Damien Jurado doesn’t feel like writing songs about his life. Sitting next to me on a barstool at the dimly lit Echo Lounge music club in Atlanta, maintaining admirable posture, he takes a squinting drag on his most recent cigarette and expresses his profound distaste for autobiographical songwriting. He’s got a happy marriage, he enjoys fatherhood (his son’s name is, I swoon, Miles Davis Jurado), he’s not ashamed of his conservative politics. But, in lieu of songs about PTA meetings and watching football games with buddies at the local sports bar, Jurado entertains a fascination with life’s darker corners, the cobweb-filled pockets of misery and evil lining the pages of Chuck Palahniuk and Bret Easton Ellis novels.

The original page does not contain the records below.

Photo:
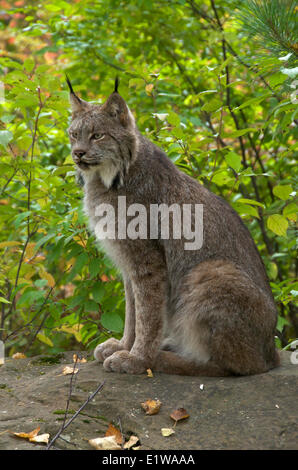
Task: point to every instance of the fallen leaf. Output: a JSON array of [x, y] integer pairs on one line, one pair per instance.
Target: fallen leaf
[[167, 431], [75, 358], [151, 407], [42, 438], [105, 443], [112, 431], [32, 436], [69, 370], [18, 356], [131, 442], [179, 414]]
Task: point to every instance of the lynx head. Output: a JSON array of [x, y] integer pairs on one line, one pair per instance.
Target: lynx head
[[103, 137]]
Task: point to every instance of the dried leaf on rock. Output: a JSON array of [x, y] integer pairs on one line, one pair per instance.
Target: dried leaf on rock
[[112, 431], [105, 443], [76, 358], [179, 414], [19, 356], [151, 407], [133, 440], [167, 432]]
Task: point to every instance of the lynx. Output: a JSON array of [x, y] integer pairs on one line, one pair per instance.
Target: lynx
[[208, 311]]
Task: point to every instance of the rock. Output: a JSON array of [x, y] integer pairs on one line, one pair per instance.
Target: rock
[[256, 412]]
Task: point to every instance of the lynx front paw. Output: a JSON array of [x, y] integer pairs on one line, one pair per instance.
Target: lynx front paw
[[124, 361], [106, 349]]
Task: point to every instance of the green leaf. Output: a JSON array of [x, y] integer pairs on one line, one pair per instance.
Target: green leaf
[[5, 137], [212, 105], [29, 64], [173, 119], [233, 160], [283, 191], [290, 211], [253, 101], [278, 224], [44, 339], [112, 321], [251, 202], [246, 209], [98, 292], [239, 133]]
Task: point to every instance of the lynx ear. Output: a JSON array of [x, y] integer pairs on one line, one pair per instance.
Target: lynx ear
[[116, 108], [77, 105]]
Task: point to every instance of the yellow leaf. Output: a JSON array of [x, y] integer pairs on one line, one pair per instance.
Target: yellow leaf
[[133, 440], [112, 431], [105, 443], [27, 435], [179, 414], [75, 358], [18, 356], [149, 89], [41, 439], [151, 407], [6, 244], [167, 432], [48, 277], [44, 339]]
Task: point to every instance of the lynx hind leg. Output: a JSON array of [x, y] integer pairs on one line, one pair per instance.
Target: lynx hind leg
[[224, 325], [106, 349]]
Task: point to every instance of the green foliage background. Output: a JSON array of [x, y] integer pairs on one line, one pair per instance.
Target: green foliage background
[[215, 93]]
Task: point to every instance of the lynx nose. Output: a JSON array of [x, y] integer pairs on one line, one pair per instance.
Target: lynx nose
[[79, 154]]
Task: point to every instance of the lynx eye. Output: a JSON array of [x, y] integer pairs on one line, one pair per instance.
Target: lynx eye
[[73, 135], [98, 136]]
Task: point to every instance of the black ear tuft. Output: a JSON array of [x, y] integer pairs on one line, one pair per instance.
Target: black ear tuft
[[69, 84], [116, 84]]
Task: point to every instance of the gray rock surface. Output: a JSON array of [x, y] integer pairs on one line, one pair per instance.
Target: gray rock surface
[[257, 412]]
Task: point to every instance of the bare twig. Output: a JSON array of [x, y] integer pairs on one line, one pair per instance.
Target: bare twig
[[66, 424]]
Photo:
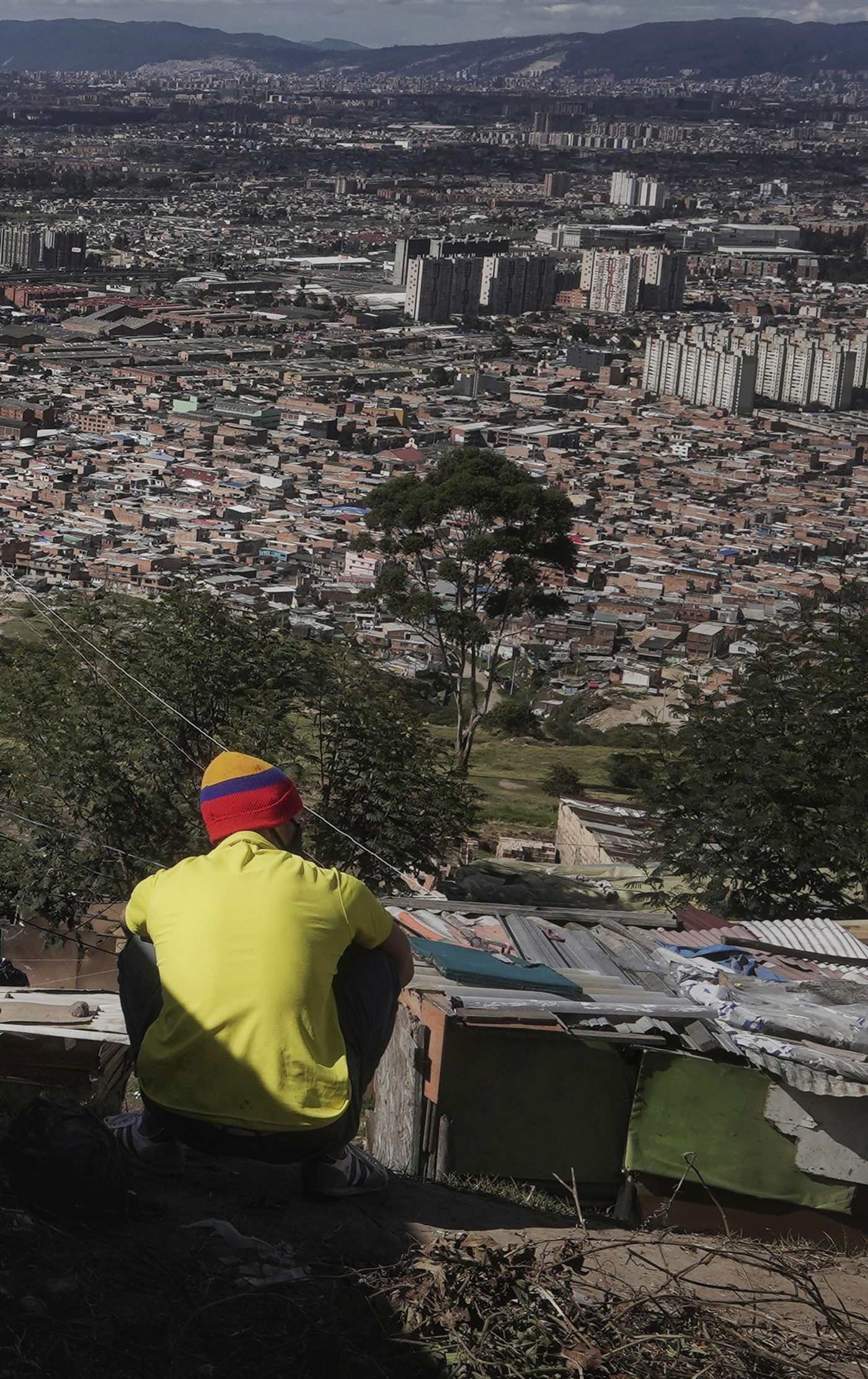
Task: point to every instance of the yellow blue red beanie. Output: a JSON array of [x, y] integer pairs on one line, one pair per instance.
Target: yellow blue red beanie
[[242, 792]]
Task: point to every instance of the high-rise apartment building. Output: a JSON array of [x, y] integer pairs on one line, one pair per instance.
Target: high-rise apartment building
[[801, 370], [627, 189], [407, 250], [619, 282], [516, 283], [64, 251], [438, 288], [611, 280], [663, 280], [704, 367], [784, 367], [556, 185], [57, 251]]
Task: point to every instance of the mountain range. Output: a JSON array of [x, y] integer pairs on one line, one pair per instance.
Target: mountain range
[[704, 48]]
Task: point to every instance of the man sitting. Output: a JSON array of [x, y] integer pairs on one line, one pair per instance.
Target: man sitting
[[259, 993]]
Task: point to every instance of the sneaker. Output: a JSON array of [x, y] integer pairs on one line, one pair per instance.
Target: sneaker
[[355, 1172], [153, 1153]]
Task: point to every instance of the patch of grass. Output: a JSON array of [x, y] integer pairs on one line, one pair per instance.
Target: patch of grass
[[524, 762], [507, 1190]]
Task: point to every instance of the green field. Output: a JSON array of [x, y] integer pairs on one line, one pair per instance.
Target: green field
[[507, 771]]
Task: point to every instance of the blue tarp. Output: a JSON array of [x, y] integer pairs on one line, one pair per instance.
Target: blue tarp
[[736, 959], [474, 967]]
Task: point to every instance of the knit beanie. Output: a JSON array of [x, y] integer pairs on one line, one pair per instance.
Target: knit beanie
[[242, 792]]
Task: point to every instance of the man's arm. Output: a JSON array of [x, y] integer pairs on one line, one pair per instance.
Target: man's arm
[[400, 952]]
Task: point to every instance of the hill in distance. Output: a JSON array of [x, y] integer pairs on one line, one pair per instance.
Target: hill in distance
[[704, 48]]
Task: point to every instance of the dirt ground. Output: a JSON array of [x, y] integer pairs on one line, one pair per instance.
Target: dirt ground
[[420, 1280]]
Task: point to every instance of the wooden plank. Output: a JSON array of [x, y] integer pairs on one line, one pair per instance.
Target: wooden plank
[[393, 1127], [33, 1012], [559, 914]]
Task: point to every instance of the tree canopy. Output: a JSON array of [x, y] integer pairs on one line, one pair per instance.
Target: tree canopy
[[466, 549], [108, 777], [764, 801]]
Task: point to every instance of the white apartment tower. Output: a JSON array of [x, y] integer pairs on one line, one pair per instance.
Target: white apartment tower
[[611, 280], [704, 367], [627, 189]]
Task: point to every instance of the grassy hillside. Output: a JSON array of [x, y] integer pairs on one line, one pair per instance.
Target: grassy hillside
[[507, 771]]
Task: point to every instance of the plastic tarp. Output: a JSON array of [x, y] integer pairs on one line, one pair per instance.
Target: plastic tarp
[[476, 967], [691, 1110]]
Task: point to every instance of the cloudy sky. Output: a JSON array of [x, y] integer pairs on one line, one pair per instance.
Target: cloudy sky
[[382, 22]]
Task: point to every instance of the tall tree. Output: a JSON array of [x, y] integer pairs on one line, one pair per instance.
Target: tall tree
[[100, 780], [465, 551], [763, 803]]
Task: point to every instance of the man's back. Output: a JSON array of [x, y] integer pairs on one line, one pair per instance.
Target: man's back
[[247, 942]]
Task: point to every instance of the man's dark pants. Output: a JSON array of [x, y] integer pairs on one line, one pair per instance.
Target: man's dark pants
[[366, 991]]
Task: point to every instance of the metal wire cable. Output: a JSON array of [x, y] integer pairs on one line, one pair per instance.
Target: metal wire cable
[[54, 614]]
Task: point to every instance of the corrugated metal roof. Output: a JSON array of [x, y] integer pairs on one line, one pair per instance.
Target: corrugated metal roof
[[820, 938]]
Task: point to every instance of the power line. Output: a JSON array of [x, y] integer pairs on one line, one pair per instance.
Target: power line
[[81, 837], [53, 613], [171, 708]]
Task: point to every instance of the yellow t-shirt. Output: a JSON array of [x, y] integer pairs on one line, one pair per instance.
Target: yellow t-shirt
[[249, 939]]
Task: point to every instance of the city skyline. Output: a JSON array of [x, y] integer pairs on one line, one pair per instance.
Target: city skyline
[[405, 22]]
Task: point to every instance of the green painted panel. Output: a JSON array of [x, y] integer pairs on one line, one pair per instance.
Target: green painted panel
[[529, 1105], [688, 1105]]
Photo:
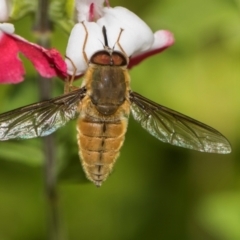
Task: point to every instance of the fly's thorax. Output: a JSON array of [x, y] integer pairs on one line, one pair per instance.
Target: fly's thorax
[[109, 88], [88, 111]]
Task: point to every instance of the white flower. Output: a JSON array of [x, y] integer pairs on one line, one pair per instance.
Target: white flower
[[137, 39]]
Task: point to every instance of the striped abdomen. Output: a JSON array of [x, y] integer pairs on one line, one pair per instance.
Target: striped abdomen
[[103, 119], [99, 144]]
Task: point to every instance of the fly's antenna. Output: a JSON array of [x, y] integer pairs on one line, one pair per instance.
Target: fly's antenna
[[104, 31]]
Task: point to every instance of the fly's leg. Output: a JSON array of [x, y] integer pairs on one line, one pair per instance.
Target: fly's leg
[[118, 43], [68, 85], [85, 43]]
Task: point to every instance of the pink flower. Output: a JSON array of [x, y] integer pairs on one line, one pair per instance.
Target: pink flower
[[137, 39], [48, 63]]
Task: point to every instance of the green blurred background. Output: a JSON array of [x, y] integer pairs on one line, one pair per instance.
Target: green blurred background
[[156, 191]]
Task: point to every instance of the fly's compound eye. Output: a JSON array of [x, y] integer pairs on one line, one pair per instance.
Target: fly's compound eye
[[108, 58]]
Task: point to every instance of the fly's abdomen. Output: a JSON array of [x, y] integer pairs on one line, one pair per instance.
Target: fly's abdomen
[[99, 144]]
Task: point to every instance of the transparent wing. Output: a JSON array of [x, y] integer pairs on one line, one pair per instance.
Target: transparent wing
[[175, 128], [40, 119]]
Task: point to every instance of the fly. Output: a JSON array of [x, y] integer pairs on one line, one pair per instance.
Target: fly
[[102, 107]]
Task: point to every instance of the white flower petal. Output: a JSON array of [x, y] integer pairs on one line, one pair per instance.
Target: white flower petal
[[5, 10], [136, 35], [75, 46], [83, 9], [162, 39]]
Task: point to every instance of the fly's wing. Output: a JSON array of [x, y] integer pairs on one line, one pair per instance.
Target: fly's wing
[[175, 128], [40, 119]]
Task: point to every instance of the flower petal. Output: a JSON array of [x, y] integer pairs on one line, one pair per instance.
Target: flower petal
[[5, 9], [162, 40], [7, 27], [76, 63], [136, 35], [11, 68], [89, 10], [48, 63]]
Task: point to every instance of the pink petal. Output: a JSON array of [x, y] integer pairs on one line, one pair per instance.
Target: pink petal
[[48, 63], [162, 40], [5, 9], [11, 68]]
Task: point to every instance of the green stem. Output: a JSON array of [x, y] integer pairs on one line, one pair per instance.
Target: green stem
[[42, 29]]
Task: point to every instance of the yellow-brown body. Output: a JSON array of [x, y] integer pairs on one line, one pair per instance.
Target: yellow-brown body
[[101, 132]]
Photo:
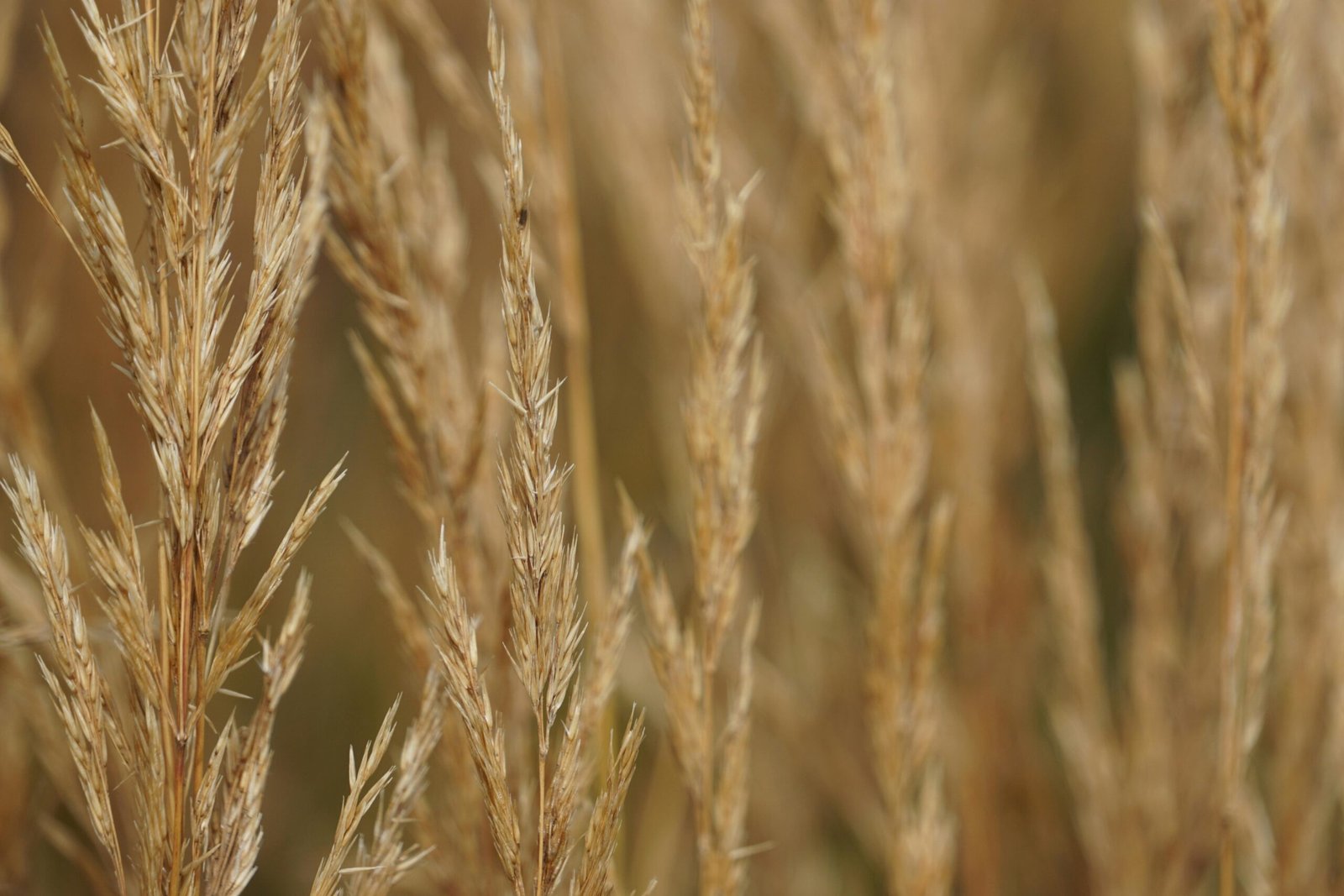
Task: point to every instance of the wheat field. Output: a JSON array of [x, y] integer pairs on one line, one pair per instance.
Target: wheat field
[[671, 446]]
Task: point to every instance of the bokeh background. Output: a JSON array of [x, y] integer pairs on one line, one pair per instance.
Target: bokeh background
[[1035, 114]]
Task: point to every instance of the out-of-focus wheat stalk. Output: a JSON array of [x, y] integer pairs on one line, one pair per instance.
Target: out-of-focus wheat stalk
[[722, 417], [546, 618], [880, 436], [402, 246], [1245, 71]]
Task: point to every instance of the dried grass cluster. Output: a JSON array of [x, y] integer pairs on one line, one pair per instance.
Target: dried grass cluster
[[931, 668]]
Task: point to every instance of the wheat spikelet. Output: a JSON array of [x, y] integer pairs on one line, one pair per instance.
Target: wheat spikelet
[[546, 618]]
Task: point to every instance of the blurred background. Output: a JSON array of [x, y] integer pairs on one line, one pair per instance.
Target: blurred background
[[1035, 123]]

Jurado’s newest project, a slimly packaged 5-song acoustic EP entitled Holding His Breath, opens with the neo-Pauline confessional, “I Am The Greatest Of All Liars,” in which he detachedly sings, “I’m the suicide with blanks / I am fire in the tank / I’m the dishes in the sink.” The disc’s other two original tunes relate the tale of a carriage ride with The Man In The Black Pajamas (“Oh Death Art With Me”), as well as the plea of a broken man unable to convince his lover that he deserves another chance (“Big Let Down”), backing vocals on the latter song courtesy of the ever-lilting Rosie Thomas. His cover of 764-Hero’s “Now You’re Swimming” employs the muted background yelling technique David Bazan used in Pedro the Lion’s early tune, “Almost There.” And the album closes with a folky rendition of Peggy Seeger’s “Butcher Boy,” about a woman who kills herself for love, found dangling from a rope by her poor father.
You’ve been warned. This is not a feel-good album. But it’s a damn-good album.